Potentially, an artist could cover a different I LOVE YOU for each of their recordings.

2 Likes

I never understood how to use the Batch Add Performance script.
It looks powerful but I don’t know how to check edits before submitting.

Usually I know exactly what work I want, so I open artist works tab and copy the work URL and paste it in the release relationship editor.

That’s faster for me. :grin:

Or create the work if not found.

2 Likes

These cover two very different situations. The first script listed above is the easiest to use and check and highly recommended.

Tick a number of Recordings on an Edit Relationships page and it does a simple search on each one for you. Hit rate usually quite high, but all it is doing it putting the Works in to place on the right hand side to check. This makes it easy to spot the errors and swap the correct “I Love You” work into place.
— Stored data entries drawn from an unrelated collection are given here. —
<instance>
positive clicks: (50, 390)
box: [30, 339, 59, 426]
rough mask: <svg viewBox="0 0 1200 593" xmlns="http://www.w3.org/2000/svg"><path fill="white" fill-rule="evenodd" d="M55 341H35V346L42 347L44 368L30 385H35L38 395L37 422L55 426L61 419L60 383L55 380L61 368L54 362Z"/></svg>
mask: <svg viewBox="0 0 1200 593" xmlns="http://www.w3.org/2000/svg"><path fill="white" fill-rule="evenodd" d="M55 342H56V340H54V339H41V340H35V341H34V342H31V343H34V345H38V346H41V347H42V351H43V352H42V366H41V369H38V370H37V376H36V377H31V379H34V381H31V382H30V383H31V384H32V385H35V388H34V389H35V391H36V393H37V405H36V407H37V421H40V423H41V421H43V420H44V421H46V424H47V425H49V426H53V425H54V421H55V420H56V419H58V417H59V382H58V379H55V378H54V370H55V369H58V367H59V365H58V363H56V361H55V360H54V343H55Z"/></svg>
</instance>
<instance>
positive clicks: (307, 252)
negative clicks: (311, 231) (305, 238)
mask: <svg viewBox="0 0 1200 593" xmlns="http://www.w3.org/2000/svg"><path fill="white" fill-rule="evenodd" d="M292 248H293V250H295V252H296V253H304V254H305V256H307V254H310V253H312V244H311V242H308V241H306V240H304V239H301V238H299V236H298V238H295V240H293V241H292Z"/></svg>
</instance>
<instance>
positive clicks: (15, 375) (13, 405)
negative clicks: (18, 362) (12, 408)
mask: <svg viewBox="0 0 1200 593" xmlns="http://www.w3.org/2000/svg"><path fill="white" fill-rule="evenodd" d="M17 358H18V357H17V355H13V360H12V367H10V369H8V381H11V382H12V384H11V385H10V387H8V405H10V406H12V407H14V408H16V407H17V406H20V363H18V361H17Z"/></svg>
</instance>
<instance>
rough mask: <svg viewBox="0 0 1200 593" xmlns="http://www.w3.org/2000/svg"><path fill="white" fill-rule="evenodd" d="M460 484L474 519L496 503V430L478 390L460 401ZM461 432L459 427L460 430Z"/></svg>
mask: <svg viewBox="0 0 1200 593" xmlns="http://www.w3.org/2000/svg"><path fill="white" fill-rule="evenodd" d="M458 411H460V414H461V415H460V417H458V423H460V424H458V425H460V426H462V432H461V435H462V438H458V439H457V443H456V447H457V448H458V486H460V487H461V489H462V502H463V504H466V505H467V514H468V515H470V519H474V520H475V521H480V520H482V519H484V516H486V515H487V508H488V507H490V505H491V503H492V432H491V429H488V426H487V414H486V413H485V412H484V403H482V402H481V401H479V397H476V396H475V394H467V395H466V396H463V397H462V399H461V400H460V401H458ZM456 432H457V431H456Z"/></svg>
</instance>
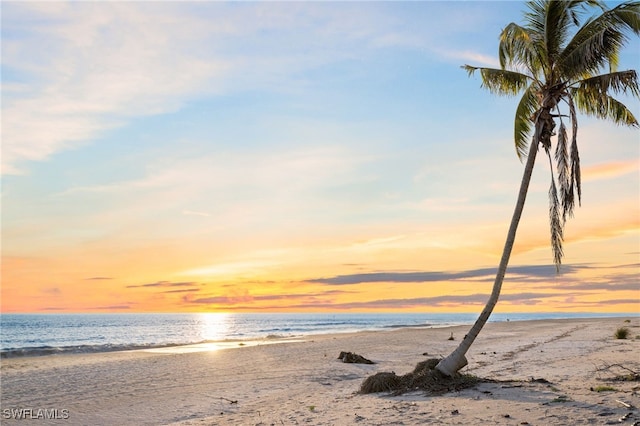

Nothing is finalised until you hit the button at the bottom of the page.

Can be a huge time saver when you have an artist who has lots of unique Works names. That Dave Gilmour example above is filled in in a few seconds, then you just spend time checking the results and correcting the errors. Highly efficient.

2 Likes

Thanks, then I should really try Guess Related Works, someday. Sounds safe(r). :wink:

2 Likes

First script, totally safe as you verify all of its choices before hitting the button. Highly recommended to be in all script toolboxes.

Second script, scary potential for making a HUGE mess that takes weeks to fix. A lot harder to check.

1 Like

Indeed. The Smithereens wrote a song called “Sundown”. They also covered the Gordon Lightfoot song “Sundown”. An auto-working robot would have almost no way of telling the difference.

Also – it was mentioned that Works be auto-created – this would lead to a large number of duplicate works requiring merging, similar to the case of Recordings now. I prefer that Works take a more “curated” path than a robotic auto-creation would do.

7 Likes

Sorry I went missing.

Thanks for the scripts! Not meaning to criticize either, but in Guess Related Works in Batch, the guessing part seems like merely a sophisticated search. I understand why that doesn’t work for the examples you brought up. My approach would be different: based on the actual relationships of the artist and recordings.

Anyways, I won’t be using these scripts on the site I understand they can be dangerous.

@mmirG I understand the issue with the additional friction, you’re right. And of course false negatives and false positives are bad too.


What I’m ultimately interested in is finding an automated way of identifying recordings of the same work. The core of it is really just a principle, technique, algorithm, you name it. Its manifestation could be something that’s part of the MusicBrainz platform, or a script, or simply the code I write use in my project. I can only control the last one, but I want to share whatever I find beneficial to the community.

To the “band covering a song with the same name” problem, I understand, but then again, we, as humans need some signal to know that one is a cover song and another isn’t. For example, “Sundown” by The Smithereens:

Out of the three I know that one is the cover, and another one is not the cover. I’m not totally sure, but I’m guessing the “Sundown (demo)” is not a cover. If we are strictly comparing titles, these are three different works. From one side that is good because false positives are avoided, on the other hand there would be duplicate works this way, what I call false negative.

So I have two questions:

  1. In case of a band covering a song with the same title: in theory there would always be something recorded into the db based on a human can understand that one is a cover and another one isn’t, right? Otherwise how would anybody know about this difference?

  2. This is more of an opinion-question, but are false positives worse than false negatives?

1 Like

If you are the one adding a release and the links to works, the booklet usually mentions the writers of the works, so you usually notice covers and link them to the correct (other artist’s) works.

By the way, on the topic of covers, I would love that we don’t have to mark all cover recordings as being covers. It would be either automatic or we would just mark the original recording.

I don’t understand exactly your two cases in the context of linking a recording to the bad work:

  • false positive: ?
  • false negative: ?

No links are better than bad links.

1 Like
  • false positive: incorrectly linking an original recording and a cover recording to the same work
  • false negative: creating duplicate works for two or more original recordings that are actually the recordings of the same song
1 Like

This is not a problem at all (so it’s better), and you will soon notice that they have the same writers and then the same lyrics, if you link that. :slight_smile:

1 Like